Saturday, February 16, 2008
Jesus died in order to ... make the church
When we think of the purpose of Jesus' death according to the New Testament the first thing that often comes to our minds is the function of Jesus' death in relation to the salvation of individuals in terms of justification, redemption, reconciliation, etc. But I think that a much neglected function of Jesus' death is to reconstitute Israel as the new people of God comprized of Jews and Gentiles united in one body. Two texts highlight this:
1. Christ redeemed us from the curse of the law by becoming a curse for us, for it is written: "Cursed is everyone who is hung on a tree." He redeemed us in order that the blessing given to Abraham might come to the Gentiles through Christ Jesus, so that by faith we might receive the promise of the Spirit (Gal 3:13-14).
Here Paul sets forth the purpose of Christ's death as redemptive, not just of sinners in general, but to incorporate Gentile sinners into the worldwide Abrahamic family. The "Gentile sinners" are not merely redeemed so that they can go to heaven, they are redeemed so that they will be part of the people of God and participate in the life of the Spirit.
2. Then one of them, named Caiaphas, who was high priest that year, spoke up, "You know nothing at all! You do not realize that it is better for you that one man die for the people than that the whole nation perish." He did not say this on his own, but as high priest that year he prophesied that Jesus would die for the Jewish nation, and not only for that nation but also for the scattered children of God, to bring them together and make them one. So from that day on they plotted to take his life (John 11:49-53).

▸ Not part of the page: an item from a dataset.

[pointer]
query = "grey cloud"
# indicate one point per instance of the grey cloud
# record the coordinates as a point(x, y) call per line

I think this passage is an example of the two levels of John's Gospel (literal and ironic). According to Caiaphas, Jesus is to die for the nation, that is, in order to prevent the Romans from needing to intervene in a tumultuous riot sparked by messianic hopes (i.e. so let's kill him before they over react). Ironically, Jesus does die for the nation, as the Lamb of God, but he also dies in order to fulfill the divine promises that God would against reconstitute the tribal league of Israel. Caiaphas is an unwitting mouthpiece for the declaration that Jesus fulfills the hope of Israel. That hope includes the end of the dispersion/exile of the majority of the Jewish people from Judea.